The embedded **yyjson** integration provides:

Key Workflow

When parsing JSON, the embedded **yyjson** parser:

  1. Allocates or receives an allocator context to manage memory for JSON values and strings.

  2. Copies input data into a padded buffer for safe reading and in-situ modification if enabled.

  3. Skips initial whitespace or comments if allowed.

  4. Uses an FSM to parse JSON tokens (objects, arrays, strings, numbers, literals) recursively, respecting recursion depth limits.

  5. For numbers, performs efficient parsing using fast IEEE-754 paths or raw string fallback as configured.

  6. For strings, validates UTF-8 and properly handles escape sequences.

  7. Builds an internal immutable or mutable JSON document representation with memory managed by the allocator.

  8. On serialization, writes JSON back to UTF-8 with configurable escaping, indentation, and options for non-standard features.
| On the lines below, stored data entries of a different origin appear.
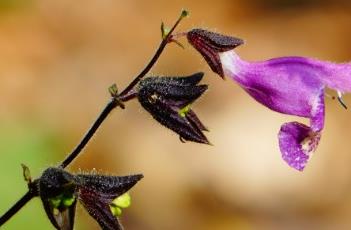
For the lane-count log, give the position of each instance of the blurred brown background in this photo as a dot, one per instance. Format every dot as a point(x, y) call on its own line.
point(57, 59)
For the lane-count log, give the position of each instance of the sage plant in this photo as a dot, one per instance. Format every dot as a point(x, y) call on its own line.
point(289, 85)
point(167, 99)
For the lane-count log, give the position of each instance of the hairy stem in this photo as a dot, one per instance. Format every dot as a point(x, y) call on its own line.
point(125, 95)
point(16, 207)
point(157, 54)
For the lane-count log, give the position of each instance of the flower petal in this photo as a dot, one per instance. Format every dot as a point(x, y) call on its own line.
point(297, 141)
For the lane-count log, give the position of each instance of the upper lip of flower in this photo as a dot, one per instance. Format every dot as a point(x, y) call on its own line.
point(168, 100)
point(289, 85)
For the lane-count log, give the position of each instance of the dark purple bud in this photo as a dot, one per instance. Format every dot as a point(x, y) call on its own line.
point(57, 190)
point(168, 100)
point(209, 44)
point(97, 192)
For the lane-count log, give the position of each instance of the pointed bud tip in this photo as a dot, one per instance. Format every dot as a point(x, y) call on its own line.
point(210, 44)
point(184, 13)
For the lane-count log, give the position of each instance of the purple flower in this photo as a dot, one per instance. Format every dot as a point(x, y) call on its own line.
point(289, 85)
point(99, 194)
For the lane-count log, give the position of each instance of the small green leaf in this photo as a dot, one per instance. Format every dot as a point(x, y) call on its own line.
point(184, 13)
point(55, 202)
point(68, 201)
point(26, 174)
point(113, 90)
point(164, 31)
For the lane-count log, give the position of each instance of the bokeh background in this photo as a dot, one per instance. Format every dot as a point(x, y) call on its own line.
point(57, 59)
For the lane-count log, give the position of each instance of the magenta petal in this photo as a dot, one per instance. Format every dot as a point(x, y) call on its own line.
point(297, 142)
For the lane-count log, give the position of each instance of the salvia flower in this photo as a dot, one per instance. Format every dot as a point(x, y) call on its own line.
point(169, 100)
point(102, 196)
point(289, 85)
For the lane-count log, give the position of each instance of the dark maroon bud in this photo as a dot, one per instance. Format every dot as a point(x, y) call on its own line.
point(209, 44)
point(60, 190)
point(97, 193)
point(57, 190)
point(168, 100)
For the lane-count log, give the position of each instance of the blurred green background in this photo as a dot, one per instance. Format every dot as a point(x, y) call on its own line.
point(57, 59)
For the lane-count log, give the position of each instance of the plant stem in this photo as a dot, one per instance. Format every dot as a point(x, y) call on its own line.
point(103, 115)
point(16, 207)
point(157, 54)
point(117, 100)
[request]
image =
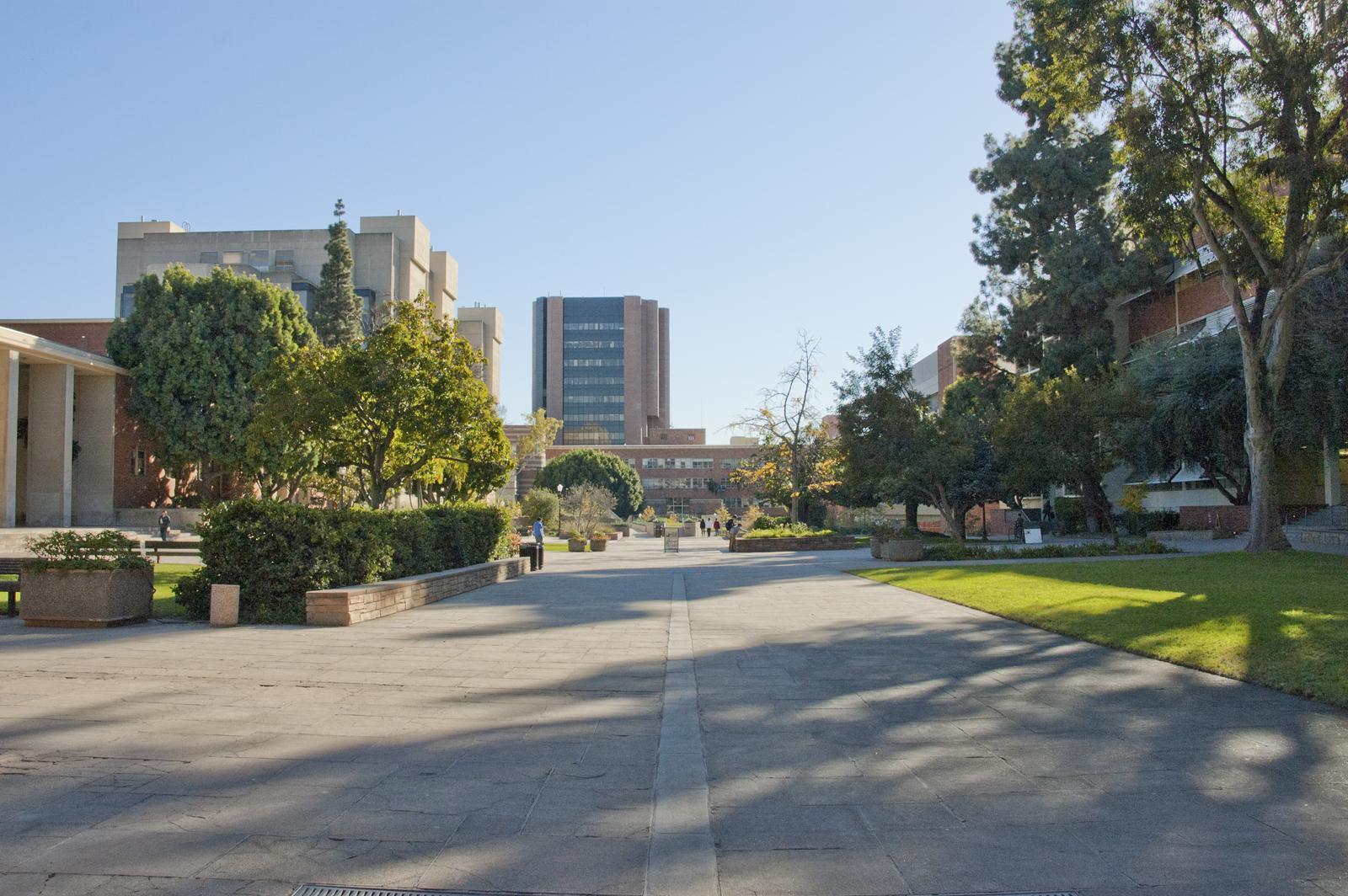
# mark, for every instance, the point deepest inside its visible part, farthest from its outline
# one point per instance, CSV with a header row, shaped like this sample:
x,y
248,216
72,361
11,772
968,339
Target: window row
x,y
592,344
595,325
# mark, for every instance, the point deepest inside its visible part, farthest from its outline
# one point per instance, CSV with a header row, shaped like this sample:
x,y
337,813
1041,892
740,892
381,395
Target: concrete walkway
x,y
829,734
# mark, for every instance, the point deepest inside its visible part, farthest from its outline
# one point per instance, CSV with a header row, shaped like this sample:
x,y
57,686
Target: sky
x,y
759,168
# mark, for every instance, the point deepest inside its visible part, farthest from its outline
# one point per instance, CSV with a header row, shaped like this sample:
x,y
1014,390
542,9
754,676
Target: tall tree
x,y
1055,247
1231,111
1064,429
404,406
1190,408
596,468
789,428
193,347
337,316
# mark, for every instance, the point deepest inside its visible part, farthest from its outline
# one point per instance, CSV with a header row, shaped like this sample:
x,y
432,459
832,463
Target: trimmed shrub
x,y
276,552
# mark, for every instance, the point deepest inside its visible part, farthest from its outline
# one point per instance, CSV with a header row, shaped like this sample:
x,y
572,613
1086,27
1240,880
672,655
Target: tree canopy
x,y
1230,120
402,408
193,348
596,468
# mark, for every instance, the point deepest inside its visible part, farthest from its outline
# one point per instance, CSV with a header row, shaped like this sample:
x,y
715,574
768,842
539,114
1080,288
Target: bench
x,y
161,546
10,566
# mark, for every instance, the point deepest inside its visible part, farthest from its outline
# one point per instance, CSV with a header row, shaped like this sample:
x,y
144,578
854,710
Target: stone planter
x,y
87,599
902,552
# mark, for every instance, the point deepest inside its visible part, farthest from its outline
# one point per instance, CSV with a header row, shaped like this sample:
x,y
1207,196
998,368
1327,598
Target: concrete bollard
x,y
224,605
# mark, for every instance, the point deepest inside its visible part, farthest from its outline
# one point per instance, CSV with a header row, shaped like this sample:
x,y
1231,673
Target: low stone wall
x,y
364,603
802,543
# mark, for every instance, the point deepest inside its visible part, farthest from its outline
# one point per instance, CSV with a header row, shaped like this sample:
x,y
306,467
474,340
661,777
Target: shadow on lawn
x,y
907,743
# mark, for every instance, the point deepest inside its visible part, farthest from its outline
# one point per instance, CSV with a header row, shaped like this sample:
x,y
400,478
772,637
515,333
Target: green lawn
x,y
1280,619
166,576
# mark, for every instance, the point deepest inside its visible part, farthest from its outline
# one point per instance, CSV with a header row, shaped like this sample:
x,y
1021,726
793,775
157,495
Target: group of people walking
x,y
712,527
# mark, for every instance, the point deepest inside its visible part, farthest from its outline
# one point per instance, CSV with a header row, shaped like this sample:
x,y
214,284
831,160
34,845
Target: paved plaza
x,y
638,723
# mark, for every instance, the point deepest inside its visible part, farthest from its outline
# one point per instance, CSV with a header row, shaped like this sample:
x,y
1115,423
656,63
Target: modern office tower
x,y
393,262
602,365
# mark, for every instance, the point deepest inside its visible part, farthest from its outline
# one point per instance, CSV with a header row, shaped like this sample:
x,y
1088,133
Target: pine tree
x,y
337,313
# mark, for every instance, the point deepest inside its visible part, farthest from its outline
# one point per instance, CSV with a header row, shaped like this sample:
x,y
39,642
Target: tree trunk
x,y
1265,511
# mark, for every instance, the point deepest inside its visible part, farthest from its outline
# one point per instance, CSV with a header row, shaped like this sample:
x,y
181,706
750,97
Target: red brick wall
x,y
128,489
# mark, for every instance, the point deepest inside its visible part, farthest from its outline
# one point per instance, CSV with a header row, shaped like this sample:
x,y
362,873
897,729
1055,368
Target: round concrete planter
x,y
87,599
902,552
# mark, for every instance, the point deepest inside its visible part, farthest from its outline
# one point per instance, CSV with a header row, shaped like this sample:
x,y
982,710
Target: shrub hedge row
x,y
278,552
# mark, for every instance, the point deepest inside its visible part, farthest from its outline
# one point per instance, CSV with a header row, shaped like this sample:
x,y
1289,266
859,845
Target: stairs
x,y
1324,531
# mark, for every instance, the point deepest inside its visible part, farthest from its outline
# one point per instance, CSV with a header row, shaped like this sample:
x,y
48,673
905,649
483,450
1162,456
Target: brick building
x,y
682,477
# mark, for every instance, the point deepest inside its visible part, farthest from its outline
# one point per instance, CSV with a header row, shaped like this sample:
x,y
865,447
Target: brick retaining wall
x,y
363,603
804,543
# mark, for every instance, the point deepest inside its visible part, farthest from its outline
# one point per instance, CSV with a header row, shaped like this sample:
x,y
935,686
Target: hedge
x,y
276,552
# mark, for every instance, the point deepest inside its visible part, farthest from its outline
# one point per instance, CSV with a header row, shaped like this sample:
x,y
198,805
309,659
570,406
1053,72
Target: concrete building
x,y
58,424
393,255
682,478
602,365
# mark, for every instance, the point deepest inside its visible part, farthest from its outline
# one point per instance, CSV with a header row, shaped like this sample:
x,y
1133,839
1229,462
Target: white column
x,y
96,410
8,435
51,397
1334,480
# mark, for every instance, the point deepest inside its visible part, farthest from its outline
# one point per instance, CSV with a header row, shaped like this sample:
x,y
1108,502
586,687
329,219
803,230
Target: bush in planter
x,y
85,579
276,552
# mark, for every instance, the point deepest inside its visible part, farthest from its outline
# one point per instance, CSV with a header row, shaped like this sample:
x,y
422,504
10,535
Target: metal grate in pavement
x,y
323,889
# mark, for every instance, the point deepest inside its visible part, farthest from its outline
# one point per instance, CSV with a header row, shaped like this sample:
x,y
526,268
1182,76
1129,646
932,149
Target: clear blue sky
x,y
757,168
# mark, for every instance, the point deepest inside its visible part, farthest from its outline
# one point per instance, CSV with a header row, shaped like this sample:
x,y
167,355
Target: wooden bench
x,y
170,547
10,566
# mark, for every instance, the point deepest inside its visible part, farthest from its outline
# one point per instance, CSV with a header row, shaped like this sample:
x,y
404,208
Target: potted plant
x,y
896,543
85,581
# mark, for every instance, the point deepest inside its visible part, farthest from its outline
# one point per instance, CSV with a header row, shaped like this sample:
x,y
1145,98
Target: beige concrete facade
x,y
393,260
58,417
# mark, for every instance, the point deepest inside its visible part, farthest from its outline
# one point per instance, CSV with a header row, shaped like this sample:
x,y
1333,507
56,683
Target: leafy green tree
x,y
1231,114
539,504
404,406
193,347
337,314
1064,429
1190,408
588,505
1056,249
597,468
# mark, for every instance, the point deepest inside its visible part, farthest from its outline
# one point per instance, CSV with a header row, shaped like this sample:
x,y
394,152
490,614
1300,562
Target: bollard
x,y
224,605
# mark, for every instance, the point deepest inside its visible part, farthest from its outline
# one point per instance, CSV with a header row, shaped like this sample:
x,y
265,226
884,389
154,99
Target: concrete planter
x,y
87,599
901,552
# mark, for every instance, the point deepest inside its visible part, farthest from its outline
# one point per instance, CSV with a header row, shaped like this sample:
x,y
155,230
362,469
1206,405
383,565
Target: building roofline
x,y
54,352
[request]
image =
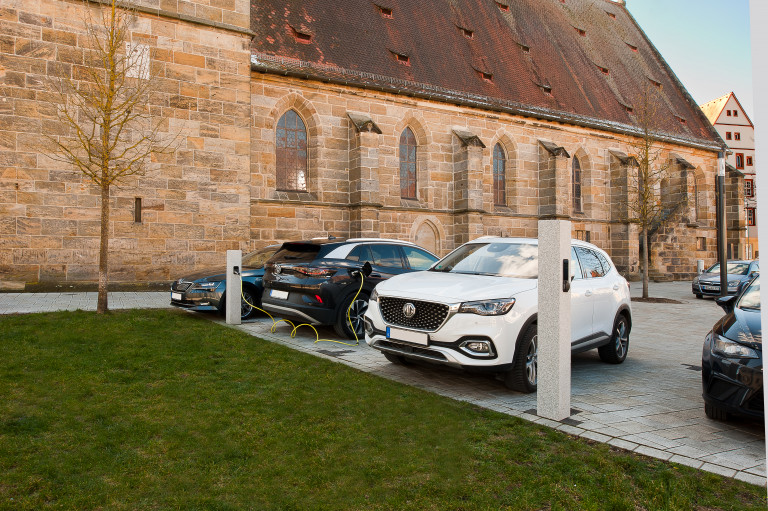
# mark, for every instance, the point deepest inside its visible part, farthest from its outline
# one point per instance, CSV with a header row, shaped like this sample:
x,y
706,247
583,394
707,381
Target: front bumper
x,y
702,288
735,385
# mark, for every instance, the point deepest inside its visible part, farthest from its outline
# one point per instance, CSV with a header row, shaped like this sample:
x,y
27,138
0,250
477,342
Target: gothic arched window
x,y
291,153
576,180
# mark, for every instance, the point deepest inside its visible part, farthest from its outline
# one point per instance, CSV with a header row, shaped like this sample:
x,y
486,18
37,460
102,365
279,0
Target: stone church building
x,y
435,121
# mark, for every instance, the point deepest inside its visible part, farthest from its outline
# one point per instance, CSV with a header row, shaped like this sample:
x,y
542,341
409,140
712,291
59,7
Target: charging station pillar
x,y
553,398
232,305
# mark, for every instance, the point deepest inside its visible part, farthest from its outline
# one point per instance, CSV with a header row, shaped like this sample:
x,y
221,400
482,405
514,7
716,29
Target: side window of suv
x,y
606,264
360,253
590,262
417,258
386,255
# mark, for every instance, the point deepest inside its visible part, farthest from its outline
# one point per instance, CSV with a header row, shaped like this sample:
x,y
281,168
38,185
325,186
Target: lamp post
x,y
721,227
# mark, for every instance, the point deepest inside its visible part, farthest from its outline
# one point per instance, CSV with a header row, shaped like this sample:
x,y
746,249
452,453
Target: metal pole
x,y
721,227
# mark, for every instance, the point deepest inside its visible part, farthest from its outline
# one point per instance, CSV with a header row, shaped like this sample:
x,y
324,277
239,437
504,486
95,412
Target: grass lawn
x,y
167,410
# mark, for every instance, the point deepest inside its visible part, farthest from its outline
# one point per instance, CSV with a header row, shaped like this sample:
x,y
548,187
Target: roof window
x,y
402,58
301,37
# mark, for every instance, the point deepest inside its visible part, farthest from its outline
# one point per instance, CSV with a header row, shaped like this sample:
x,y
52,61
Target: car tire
x,y
395,359
615,352
524,374
356,313
715,412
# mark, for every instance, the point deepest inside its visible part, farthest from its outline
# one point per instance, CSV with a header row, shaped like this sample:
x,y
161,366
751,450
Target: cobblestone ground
x,y
651,404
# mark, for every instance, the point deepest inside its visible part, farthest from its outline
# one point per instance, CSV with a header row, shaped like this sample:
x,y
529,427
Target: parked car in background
x,y
476,309
732,359
739,273
205,290
314,281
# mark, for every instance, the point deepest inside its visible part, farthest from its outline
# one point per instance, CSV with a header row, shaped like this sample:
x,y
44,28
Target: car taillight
x,y
317,273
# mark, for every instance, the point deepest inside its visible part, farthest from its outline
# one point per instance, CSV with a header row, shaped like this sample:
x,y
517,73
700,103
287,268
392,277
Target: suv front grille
x,y
429,316
180,286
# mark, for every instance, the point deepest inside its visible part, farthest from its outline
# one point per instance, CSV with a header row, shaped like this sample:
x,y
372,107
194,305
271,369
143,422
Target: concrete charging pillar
x,y
232,303
553,397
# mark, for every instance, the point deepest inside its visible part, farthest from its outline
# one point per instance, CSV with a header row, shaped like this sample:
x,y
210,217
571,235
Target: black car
x,y
315,281
739,273
205,290
732,360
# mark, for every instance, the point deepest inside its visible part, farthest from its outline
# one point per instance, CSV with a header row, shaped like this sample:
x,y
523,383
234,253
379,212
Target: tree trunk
x,y
102,306
644,260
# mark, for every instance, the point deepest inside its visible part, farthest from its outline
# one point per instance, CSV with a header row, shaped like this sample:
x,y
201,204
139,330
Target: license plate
x,y
408,336
280,295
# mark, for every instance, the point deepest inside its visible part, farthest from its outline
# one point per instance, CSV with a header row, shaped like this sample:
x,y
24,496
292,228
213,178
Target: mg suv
x,y
476,309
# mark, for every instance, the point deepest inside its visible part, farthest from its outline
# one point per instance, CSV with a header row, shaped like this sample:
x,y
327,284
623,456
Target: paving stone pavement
x,y
651,404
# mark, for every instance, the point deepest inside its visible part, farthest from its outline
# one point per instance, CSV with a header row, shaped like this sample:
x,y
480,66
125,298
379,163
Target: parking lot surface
x,y
651,404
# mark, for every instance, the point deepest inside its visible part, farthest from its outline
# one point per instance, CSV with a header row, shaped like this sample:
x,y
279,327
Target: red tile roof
x,y
584,62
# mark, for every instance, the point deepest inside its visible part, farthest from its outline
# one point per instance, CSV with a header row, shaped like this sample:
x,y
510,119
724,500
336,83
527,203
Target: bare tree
x,y
105,106
649,172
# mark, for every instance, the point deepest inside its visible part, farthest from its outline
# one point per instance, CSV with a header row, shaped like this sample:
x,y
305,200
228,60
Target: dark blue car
x,y
739,274
205,290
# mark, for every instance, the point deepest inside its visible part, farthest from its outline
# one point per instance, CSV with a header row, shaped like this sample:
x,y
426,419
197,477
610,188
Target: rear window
x,y
297,253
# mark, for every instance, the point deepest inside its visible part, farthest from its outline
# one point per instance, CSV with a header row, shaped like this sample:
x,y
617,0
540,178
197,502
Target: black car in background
x,y
205,290
739,273
732,359
315,281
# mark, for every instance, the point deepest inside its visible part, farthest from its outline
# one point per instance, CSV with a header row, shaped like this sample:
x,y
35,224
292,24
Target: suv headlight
x,y
731,349
488,307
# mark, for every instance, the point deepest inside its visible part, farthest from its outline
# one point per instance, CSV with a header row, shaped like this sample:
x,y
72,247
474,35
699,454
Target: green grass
x,y
167,410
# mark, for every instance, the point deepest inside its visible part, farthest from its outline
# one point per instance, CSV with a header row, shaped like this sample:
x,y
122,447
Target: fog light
x,y
480,347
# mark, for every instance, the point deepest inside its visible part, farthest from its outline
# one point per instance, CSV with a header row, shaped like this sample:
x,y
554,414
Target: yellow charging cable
x,y
296,327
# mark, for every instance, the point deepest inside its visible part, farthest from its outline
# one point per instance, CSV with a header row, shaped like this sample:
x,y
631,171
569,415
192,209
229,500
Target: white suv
x,y
476,309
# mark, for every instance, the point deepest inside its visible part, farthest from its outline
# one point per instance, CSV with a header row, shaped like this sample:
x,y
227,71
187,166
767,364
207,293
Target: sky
x,y
705,42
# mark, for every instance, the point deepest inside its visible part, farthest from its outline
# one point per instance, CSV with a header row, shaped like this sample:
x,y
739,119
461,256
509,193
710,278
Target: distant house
x,y
433,121
734,126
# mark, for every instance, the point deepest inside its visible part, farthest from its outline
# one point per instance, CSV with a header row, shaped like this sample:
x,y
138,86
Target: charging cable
x,y
317,334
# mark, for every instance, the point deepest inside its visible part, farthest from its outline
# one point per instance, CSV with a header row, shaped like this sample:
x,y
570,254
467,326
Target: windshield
x,y
731,268
258,258
519,260
750,299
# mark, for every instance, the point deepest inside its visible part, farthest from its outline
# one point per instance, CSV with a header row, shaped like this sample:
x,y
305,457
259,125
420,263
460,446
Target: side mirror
x,y
726,303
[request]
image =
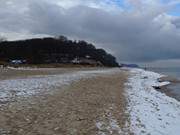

Critical Data Flow Example: Number Parsing

static_inline bool read_number(u8 **ptr,
                               yyjson_val *val,
                               const char **msg) {
    // Parses number efficiently with fast and slow paths.
    // Sets val->tag with subtype (UINT, SINT, REAL).
}

Relationship to Parent Topic and Other Subtopics

Mermaid Diagram: Core Parsing Flow in Embedded yyjson

flowchart TD
    Start[Start Parsing] --> Allocator[Setup Allocator]
    Allocator --> CopyInput[Copy & Pad Input Buffer]
    CopyInput --> SkipSpace[Skip Spaces & Comments (if allowed)]
    SkipSpace --> TokenParse{Next Token}
    TokenParse -->|Object Start '{'| ObjBegin[Begin Object]
    TokenParse -->|Array Start '['| ArrBegin[Begin Array]
    TokenParse -->|String '"'| ReadString[Read String (UTF-8 & Escapes)]
    TokenParse -->|Number| ReadNumber[Read Number (Fast/Bigint)]
    TokenParse -->|Literal| ReadLiteral[Read true/false/null/NaN/Inf]
    TokenParse -->|End Document| End[Parsing Complete]
    ObjBegin --> ObjKey[Parse Object Key]
    ObjKey --> ObjVal[Parse Object Value]
    ObjVal --> TokenParse
    ArrBegin --> ArrVal[Parse Array Value]
    ArrVal --> TokenParse
    ReadString --> TokenParse
    ReadNumber --> TokenParse
    ReadLiteral --> TokenParse
    TokenParse -->|Error| Error[Error Handling & Cleanup]
    Error --> End

This diagram highlights the core FSM-driven process of JSON parsing within the embedded **yyjson** integration, showing allocator setup, input preparation, token parsing, recursive container handling, and error management.


The **Embedded yyjson Integration** serves as the high-performance, low-level JSON engine enabling the broader project to achieve its goals of speed, correctness, and robustness. Its careful memory management and parsing optimizations are central to the overall system's efficiency and reliability.